NT has incredible issues because it doesn’t have a pharmacy school so we’re now completely self reliant on essentially bringing pharmacists into the NT within the remote areas. We have issues with that in remote Victoria, let alone trying to get them to come to the NT.
Because of the financial strains on our profession it also means that the owners and operators can’t necessarily pay the highest of wages to attract people, and that puts us too far behind the eight ball in terms of being able to get new services and new revenue streams going.
There’s a massive amount of work that needs to get that off the ground.
For me the main area that I think for improvement is having a look at what previous types of models aren’t fit for purpose anymore. One of the things that the NT is a really good example of is how you can’t apply one plan to 60 different communities, it doesn’t work because each of those areas has its own specific needs.
We can’t just invent one big game-changing idea and hope it flows through. I don’t think that’s going to work here and I don’t think that that’s necessarily going to work in a lot of other areas of Australia as well. We really need to get to grassroots and look at all those individual relationships, I think that’s how we’re going to see a lot of improved health outcomes around medicines safety.
3. What areas of pharmacy are you most passionate about?

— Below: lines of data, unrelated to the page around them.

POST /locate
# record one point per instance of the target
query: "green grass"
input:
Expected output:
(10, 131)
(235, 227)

My passion has always been looking for groups of people who are not necessarily receiving the level of care that they need. I’m exceptionally passionate about programs like the opioid pharmacotherapy program, making sure that they’re delivered in the safest, most effective way that promotes the role of the pharmacist, I try to do a lot around harm minimisation areas in general.
Very recently I’ve started to look a lot around groups of people who are recently engaging with the health system in Australia, so recent migrants and refugees, and about their level of health literacy and how they engage with pharmacy because I get the feeling a lot of them see pharmacy as a supply system whereas they don’t realise the amount that we can be involved. I think a lot of pharmacists might not be aware of some of the very small opportunities to get major returns.

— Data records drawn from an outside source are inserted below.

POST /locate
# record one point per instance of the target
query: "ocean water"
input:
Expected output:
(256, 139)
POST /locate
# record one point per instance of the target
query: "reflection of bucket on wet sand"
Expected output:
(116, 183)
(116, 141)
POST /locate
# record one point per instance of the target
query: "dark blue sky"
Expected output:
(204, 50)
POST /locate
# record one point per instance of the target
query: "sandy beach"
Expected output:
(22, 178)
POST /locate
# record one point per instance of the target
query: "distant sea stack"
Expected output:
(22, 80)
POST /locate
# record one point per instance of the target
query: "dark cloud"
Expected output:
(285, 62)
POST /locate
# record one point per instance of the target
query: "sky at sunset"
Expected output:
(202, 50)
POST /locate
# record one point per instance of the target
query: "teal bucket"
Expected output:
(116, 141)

A two-minute conversation or doing an A4 leaflet in a local language by working with the community group there could greatly increase the safety of medicines in the community.
4. As the ECP of the Year, what are your top survival tips and career tips for other ECPs and pharmacy students?
Aside from that it’s perfectly fine to feel like you’re going insane, I feel like that sometimes, to me the best advice – I shamelessly steal this off Jacinta Johnson who won a couple of years ago when we presented on a panel – she said, one of the most important things is to first and foremost be a good pharmacist. You need to really be able to have your own views on medicines that are backed by evidence and feel confident in yourself as a health professional in making those decisions.
The second is, people should be encouraged to not be afraid to speak up and stand out. If people are willing to just give it a go, find one person, one community group, one disease – something that you think needs to be fixed, and then just work on trying to improve that. If it’s one patient, great. If you find a small group of people, and you can do a little bit of education, a little bit of a program, fantastic.
Keep notes on what you’re doing and do it in a formal way. If you could imagine, we have 30,000 pharmacists in Australia, let’s say half of them decided to do one thing in 2021 to improve patient life, and they made a record of that.
All of a sudden we’ve got 15,000 case studies or 15,000 journal articles to show the value of pharmacists. Once we start showcasing the good that we do, then others who sign deals and give us funding start to see our benefit.
For the non-ECPs—don’t be afraid to be interested in what the ECPs are doing and offer your help where possible. We all just need a little bit of a helping hand, and a little bit of encouragement, and then we’ll go forward and change the world.